L’Eleate pone poi in
stretta relazione l’Essere con l’Apparire giungendo, però, ad una diversa
conclusione da quella sostenuta da Eraclito. Mentre in quest’ultimo, infatti,
Essere ed Apparire coincidono, in Parmenide questo non avviene ed il divenire è
spiegato come un entrare ed un uscire dal cerchio dell’Apparire, ricordando
sempre che la Realtà nella sua Totalità appartiene alla sfera dell’Essere.

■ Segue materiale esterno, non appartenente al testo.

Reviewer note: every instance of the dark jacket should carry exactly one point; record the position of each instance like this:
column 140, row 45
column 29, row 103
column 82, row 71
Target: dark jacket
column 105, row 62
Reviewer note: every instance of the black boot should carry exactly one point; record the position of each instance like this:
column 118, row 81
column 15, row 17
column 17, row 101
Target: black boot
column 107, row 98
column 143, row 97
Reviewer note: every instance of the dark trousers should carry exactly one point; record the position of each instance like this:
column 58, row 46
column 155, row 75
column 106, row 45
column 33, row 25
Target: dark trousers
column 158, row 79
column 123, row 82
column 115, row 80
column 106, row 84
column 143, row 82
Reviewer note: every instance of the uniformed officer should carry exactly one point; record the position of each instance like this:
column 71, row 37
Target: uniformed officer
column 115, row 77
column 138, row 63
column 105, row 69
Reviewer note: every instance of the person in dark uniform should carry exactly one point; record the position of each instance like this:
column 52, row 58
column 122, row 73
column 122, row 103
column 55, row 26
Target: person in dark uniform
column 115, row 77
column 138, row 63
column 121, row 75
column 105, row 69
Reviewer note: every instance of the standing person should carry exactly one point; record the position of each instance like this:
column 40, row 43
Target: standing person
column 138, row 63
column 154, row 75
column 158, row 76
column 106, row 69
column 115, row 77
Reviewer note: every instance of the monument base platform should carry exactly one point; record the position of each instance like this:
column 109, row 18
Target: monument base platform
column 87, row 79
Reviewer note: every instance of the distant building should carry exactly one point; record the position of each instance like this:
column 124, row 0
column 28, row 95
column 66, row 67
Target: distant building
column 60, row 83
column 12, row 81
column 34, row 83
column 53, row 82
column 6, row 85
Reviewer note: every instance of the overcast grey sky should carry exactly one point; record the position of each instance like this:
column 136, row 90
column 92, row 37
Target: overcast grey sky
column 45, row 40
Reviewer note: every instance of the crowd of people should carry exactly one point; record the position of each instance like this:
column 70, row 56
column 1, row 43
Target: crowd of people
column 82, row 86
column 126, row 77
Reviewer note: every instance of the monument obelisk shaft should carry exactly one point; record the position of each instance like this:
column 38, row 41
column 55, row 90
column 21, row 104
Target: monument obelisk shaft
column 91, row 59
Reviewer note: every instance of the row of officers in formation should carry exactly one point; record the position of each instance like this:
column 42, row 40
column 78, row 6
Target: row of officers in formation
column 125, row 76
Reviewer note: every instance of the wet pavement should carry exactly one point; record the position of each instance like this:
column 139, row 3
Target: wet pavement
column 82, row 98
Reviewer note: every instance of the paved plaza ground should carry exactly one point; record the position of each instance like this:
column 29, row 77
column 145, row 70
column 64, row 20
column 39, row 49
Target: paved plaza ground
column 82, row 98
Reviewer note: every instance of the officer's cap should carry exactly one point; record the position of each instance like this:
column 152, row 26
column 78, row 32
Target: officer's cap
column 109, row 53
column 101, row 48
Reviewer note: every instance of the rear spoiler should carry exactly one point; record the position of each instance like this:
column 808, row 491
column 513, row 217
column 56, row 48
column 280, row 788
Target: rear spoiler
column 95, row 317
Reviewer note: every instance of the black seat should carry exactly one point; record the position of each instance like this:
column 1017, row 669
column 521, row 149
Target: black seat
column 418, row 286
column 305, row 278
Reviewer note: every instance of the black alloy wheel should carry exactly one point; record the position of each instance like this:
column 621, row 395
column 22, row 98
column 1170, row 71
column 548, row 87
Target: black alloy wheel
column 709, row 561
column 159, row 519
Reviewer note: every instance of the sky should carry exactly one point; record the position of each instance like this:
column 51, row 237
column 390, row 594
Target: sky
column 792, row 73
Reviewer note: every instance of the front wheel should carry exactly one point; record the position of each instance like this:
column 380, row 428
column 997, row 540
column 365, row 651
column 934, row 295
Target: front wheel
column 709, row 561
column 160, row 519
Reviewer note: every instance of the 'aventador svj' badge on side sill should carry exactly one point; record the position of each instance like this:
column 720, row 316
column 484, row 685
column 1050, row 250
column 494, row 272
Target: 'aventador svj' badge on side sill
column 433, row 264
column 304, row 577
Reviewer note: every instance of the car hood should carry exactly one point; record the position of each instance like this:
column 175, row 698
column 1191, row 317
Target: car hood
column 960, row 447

Eraclito, quindi, trattando di generazione e corruzione mostra di fermarsi a
ciò che i sensi attestano, cadendo così in errore, mentre l’Eleate considera
che la Verità sta nella ragione, che afferma che l’Essere è (cfr. fr. 7). I
sensi illudono, poiché ci fanno percepire la molteplicità delle cose e ci
testimoniano il non-Essere, mentre la ragione dice che l’Essere è pura
stabilità e non vi è dialettica tra Essere e non-Essere.
Percorrendo la via
dell’Essere Parmenide trova dei ‘segni indicatori’ (cfr. fr. 8), i quali
rivelano la natura dell’Essere stesso, ossia il suo non avere né passato né
futuro, il suo essere ingenerato ed incorruttibile, il suo essere indivisibile
ed immobile, il suo essere assolutamente compiuto come una sfera, che per gli
antichi era l’immagine della perfezione limitata per essere colta con la ragione, il suo essere uno e continuo. Il
filosofo identifica anche pensiero ed Essere (cfr. fr. 3), in quanto il
pensiero può essere tale solo se è un pensiero di qualcosa, un pensiero che ha
l’Essere come oggetto e, al tempo stesso, l’Essere ha come condizione
intrinseca quella di essere pensato (cfr. fr. 8). Essere, Pensiero e Linguaggio
si implicano mutuamente, dato che non è possibile né dire né pensare ciò che
non è (cfr. ibidem). Questo non
avviene con l’Essere che è Verità, a-letheia,
uscita dall’oblio, dal nascosto[3].
Se da un lato Parmenide
salva l’Essere, dall’altro perde i fenomeni. Questa è la grande aporia lasciata
aperta dall’Eleate ed è per questo motivo che la filosofia che succederà a lui
avrà come urgenza quella di salvare i fenomeni.